Though the rain poured outside in typical Juneau fashion and subsequently forced the global launch ceremony of the Moananuiākea voyage indoors, that didn’t stop hundreds of Juneau residents and leaders from gathering to witness the momentous occasion.
On Thursday at the University of Alaska Recreation Center, Juneau leaders, members of the Moananuiākea crew and the Polynesian Voyaging Society shared their well-wishes, blessings and affirmations for the journey during the multi-hour ceremony.
“I am grateful for all the love and support the people of Southeast Alaska have done for us and will do for us — gunalchéesh,” said Mark Ellis, one of the captains for the Hōkūle’a.
A live stream of the event can be found on hokulea.com.
Since arriving in Juneau last Saturday, the double-hulled and wind-powered traditional Polynesian voyaging canoe has been anchored at Statter Harbor in preparation for its 47-month journey ahead.
The voyage is set to launch from Juneau, with the Hōkūle‘a and crew planning to circumnavigate 43,000 nautical miles of the Pacific Ocean.
The launch time and date are still unknown as of Friday morning, with a media update released Wednesday noting that due to the poor weather forecast for Thursday, the “crew is monitoring the weather to determine the best day/time for the canoe to depart Juneau.”
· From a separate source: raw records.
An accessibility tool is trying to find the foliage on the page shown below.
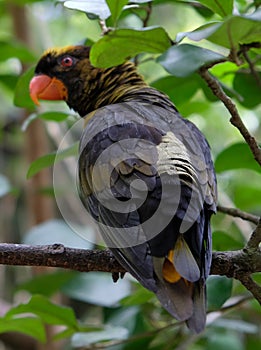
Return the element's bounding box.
[0,0,261,350]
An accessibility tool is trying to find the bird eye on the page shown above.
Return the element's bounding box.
[61,56,74,67]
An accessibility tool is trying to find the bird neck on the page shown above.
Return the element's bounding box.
[71,62,174,117]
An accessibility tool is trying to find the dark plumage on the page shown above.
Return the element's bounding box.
[30,46,216,332]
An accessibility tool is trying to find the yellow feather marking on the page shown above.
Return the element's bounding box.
[43,45,75,56]
[83,111,96,129]
[162,250,181,283]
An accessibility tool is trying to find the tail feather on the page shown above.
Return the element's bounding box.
[186,281,206,333]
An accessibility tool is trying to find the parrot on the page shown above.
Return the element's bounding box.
[29,45,217,333]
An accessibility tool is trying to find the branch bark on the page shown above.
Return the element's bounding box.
[217,205,259,225]
[199,66,261,165]
[0,220,261,304]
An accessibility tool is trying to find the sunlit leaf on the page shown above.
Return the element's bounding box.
[183,10,261,50]
[233,72,261,109]
[90,27,170,68]
[64,0,110,19]
[207,276,232,310]
[0,317,46,343]
[150,75,199,106]
[0,41,36,62]
[106,0,128,26]
[157,44,225,77]
[198,0,234,17]
[215,143,261,173]
[21,112,69,131]
[27,142,78,178]
[5,295,78,330]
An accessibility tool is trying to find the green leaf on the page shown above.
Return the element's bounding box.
[62,272,130,307]
[14,67,35,110]
[64,0,110,20]
[21,112,69,131]
[106,0,128,27]
[0,41,36,62]
[17,271,76,297]
[0,74,18,90]
[0,174,11,197]
[198,0,233,17]
[120,287,154,306]
[157,44,225,77]
[150,75,199,106]
[5,295,78,330]
[90,27,170,68]
[233,71,261,109]
[215,143,261,173]
[27,142,79,179]
[186,10,261,50]
[212,231,244,251]
[0,317,46,343]
[23,219,95,249]
[207,276,232,310]
[72,326,129,348]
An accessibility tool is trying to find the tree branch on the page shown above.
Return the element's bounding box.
[199,66,261,165]
[0,221,261,304]
[217,205,259,225]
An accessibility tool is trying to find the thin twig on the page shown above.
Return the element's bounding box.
[217,205,259,225]
[142,2,152,28]
[245,218,261,251]
[242,47,261,88]
[134,2,152,66]
[199,67,261,165]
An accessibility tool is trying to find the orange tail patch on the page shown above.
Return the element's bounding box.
[162,250,181,283]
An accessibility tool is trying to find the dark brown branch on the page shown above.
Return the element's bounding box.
[217,205,259,225]
[0,243,125,273]
[242,49,261,88]
[0,243,261,277]
[0,220,261,302]
[237,275,261,305]
[199,67,261,165]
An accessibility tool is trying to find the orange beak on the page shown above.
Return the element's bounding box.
[30,74,68,106]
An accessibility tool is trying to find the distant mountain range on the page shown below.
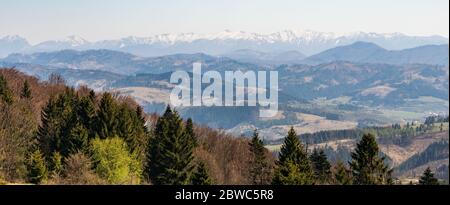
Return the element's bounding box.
[0,42,449,75]
[301,42,449,65]
[0,30,449,57]
[0,49,258,75]
[0,45,449,138]
[223,49,306,65]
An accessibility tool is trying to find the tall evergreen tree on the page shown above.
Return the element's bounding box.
[191,162,213,185]
[249,130,272,185]
[0,74,14,105]
[186,118,197,146]
[310,149,331,184]
[334,161,352,185]
[350,133,392,185]
[272,127,314,185]
[37,88,82,159]
[49,152,63,175]
[95,93,119,139]
[77,94,96,139]
[20,80,31,99]
[146,106,194,185]
[419,167,439,185]
[27,149,48,184]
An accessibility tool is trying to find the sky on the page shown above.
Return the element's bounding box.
[0,0,449,43]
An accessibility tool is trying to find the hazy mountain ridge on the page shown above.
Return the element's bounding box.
[301,42,449,65]
[0,30,448,57]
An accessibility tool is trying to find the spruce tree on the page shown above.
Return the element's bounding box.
[0,74,14,105]
[146,106,194,185]
[334,161,352,185]
[20,80,31,99]
[350,133,392,185]
[27,149,48,184]
[186,118,197,146]
[77,94,96,139]
[37,88,79,159]
[419,167,439,185]
[272,127,314,185]
[249,130,272,185]
[310,149,331,184]
[191,162,213,185]
[49,152,63,175]
[60,122,89,157]
[95,93,119,139]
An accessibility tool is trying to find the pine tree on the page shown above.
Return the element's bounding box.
[272,160,312,185]
[61,122,89,157]
[186,118,197,146]
[37,89,79,159]
[95,93,119,139]
[350,133,392,185]
[20,80,31,99]
[334,161,352,185]
[310,149,331,184]
[77,93,96,139]
[27,150,48,184]
[419,167,439,185]
[191,162,213,185]
[249,130,272,185]
[0,74,14,105]
[49,152,63,175]
[272,127,314,185]
[146,106,194,185]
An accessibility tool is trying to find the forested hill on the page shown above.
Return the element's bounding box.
[0,68,448,185]
[0,69,262,184]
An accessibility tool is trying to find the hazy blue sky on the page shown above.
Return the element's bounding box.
[0,0,449,43]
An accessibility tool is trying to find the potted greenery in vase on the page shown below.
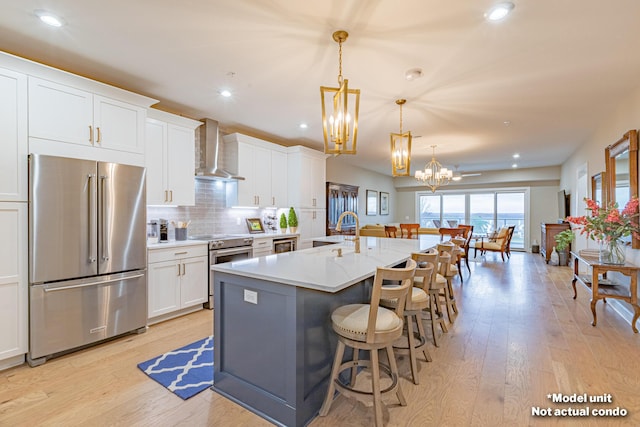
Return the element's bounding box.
[280,212,287,233]
[283,207,298,233]
[554,229,575,265]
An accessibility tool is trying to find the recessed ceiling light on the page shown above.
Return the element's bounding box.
[404,68,422,81]
[33,9,64,27]
[484,1,515,22]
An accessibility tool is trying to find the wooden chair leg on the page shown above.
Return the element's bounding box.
[387,345,407,406]
[319,340,344,417]
[405,316,420,385]
[349,348,360,387]
[371,349,384,427]
[418,314,433,362]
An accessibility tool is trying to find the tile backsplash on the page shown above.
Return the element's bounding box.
[147,129,287,239]
[147,179,287,239]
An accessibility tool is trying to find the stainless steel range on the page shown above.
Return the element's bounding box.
[189,234,253,309]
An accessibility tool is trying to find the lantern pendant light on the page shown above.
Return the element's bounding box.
[391,99,411,176]
[320,30,360,155]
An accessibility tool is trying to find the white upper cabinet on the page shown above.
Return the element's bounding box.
[224,133,288,208]
[23,64,156,166]
[29,77,96,145]
[0,68,27,202]
[145,109,202,206]
[288,145,326,209]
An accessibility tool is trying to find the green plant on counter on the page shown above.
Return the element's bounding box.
[555,230,575,252]
[283,207,298,227]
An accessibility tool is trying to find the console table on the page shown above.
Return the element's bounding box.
[571,252,640,333]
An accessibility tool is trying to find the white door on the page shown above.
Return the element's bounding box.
[166,124,196,206]
[0,203,28,360]
[0,68,27,201]
[145,119,167,205]
[94,95,146,154]
[147,261,181,319]
[180,256,209,308]
[268,150,289,208]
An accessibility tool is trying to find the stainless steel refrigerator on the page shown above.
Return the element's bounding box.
[27,154,147,366]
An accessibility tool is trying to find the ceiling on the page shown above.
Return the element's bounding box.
[0,0,640,175]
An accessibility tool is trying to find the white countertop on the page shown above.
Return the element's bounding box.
[147,240,209,249]
[211,235,440,292]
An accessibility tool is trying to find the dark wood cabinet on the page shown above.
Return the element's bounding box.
[327,182,359,236]
[540,222,571,264]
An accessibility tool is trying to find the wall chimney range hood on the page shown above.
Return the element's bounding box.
[195,119,244,181]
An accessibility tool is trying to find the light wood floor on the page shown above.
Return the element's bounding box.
[0,253,640,427]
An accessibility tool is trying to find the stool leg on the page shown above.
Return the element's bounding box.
[447,279,458,314]
[405,316,420,385]
[350,348,360,387]
[371,349,382,427]
[387,345,407,406]
[319,340,344,417]
[418,314,433,362]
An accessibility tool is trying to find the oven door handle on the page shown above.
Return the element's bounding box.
[213,246,252,257]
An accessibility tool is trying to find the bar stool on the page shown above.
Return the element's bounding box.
[420,249,449,347]
[319,260,416,426]
[380,253,434,384]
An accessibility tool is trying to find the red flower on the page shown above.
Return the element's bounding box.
[567,198,640,242]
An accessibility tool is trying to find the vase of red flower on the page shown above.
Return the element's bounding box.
[567,198,640,264]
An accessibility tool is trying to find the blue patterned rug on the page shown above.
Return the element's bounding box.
[138,336,213,400]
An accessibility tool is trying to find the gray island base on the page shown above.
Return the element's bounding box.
[212,236,439,426]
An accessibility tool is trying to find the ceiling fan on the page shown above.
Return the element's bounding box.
[451,165,482,181]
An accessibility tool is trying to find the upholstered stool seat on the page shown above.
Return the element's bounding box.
[319,260,416,426]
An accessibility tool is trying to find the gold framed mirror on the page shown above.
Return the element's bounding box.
[605,129,640,249]
[591,172,607,206]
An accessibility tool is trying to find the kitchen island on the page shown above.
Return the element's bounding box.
[211,235,439,426]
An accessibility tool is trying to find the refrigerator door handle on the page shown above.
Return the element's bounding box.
[87,173,98,263]
[100,175,110,261]
[43,274,144,292]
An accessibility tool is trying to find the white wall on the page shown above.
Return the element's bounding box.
[327,157,400,226]
[560,87,640,265]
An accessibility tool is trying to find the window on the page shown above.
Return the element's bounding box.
[418,195,441,228]
[469,193,496,233]
[416,190,528,249]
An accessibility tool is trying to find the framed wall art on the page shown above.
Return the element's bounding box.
[247,218,264,234]
[380,191,389,215]
[367,190,378,215]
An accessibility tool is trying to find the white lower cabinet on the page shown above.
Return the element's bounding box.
[253,237,273,258]
[0,202,28,370]
[147,244,209,323]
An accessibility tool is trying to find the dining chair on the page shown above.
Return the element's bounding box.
[400,224,420,239]
[438,227,464,242]
[384,225,398,238]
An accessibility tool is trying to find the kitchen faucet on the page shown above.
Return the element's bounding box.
[336,211,360,254]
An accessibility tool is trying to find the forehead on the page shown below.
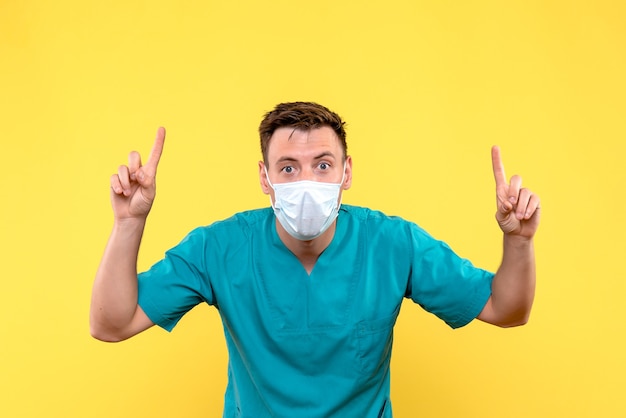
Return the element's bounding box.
[267,126,343,162]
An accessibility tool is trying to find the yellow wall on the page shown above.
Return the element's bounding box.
[0,0,626,418]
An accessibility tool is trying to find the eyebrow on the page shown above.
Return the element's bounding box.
[276,151,336,164]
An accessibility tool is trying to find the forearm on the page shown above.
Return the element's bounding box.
[90,219,145,339]
[491,234,536,326]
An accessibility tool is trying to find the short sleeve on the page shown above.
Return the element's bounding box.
[138,228,213,331]
[406,223,494,328]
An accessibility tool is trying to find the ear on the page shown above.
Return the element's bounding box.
[259,161,270,194]
[341,155,352,190]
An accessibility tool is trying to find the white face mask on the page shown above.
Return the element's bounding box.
[265,165,346,241]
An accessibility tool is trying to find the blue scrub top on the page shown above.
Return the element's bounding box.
[139,205,493,418]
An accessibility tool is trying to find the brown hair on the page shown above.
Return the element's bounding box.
[259,102,348,164]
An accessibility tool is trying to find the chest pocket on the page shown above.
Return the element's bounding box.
[356,306,400,374]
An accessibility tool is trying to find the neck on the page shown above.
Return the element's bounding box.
[276,220,337,274]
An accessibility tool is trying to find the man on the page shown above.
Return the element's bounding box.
[91,102,540,418]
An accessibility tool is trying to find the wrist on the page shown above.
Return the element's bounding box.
[503,233,533,247]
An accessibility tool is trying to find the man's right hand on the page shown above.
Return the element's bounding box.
[111,127,165,220]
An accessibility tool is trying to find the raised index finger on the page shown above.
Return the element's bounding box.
[491,145,507,187]
[144,127,165,173]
Friday’s weather forecast calls for rain and wind in Juneau, but clearer weather is forecast for the weekend. Members of the Polynesian Voyaging Society are also scheduled to visit Angoon on Sunday for the launching of the first dugout canoe created there since the U.S. Navy bombardment in 1882, with local students also unveiling their chosen name for the canoe, according to a media advisory.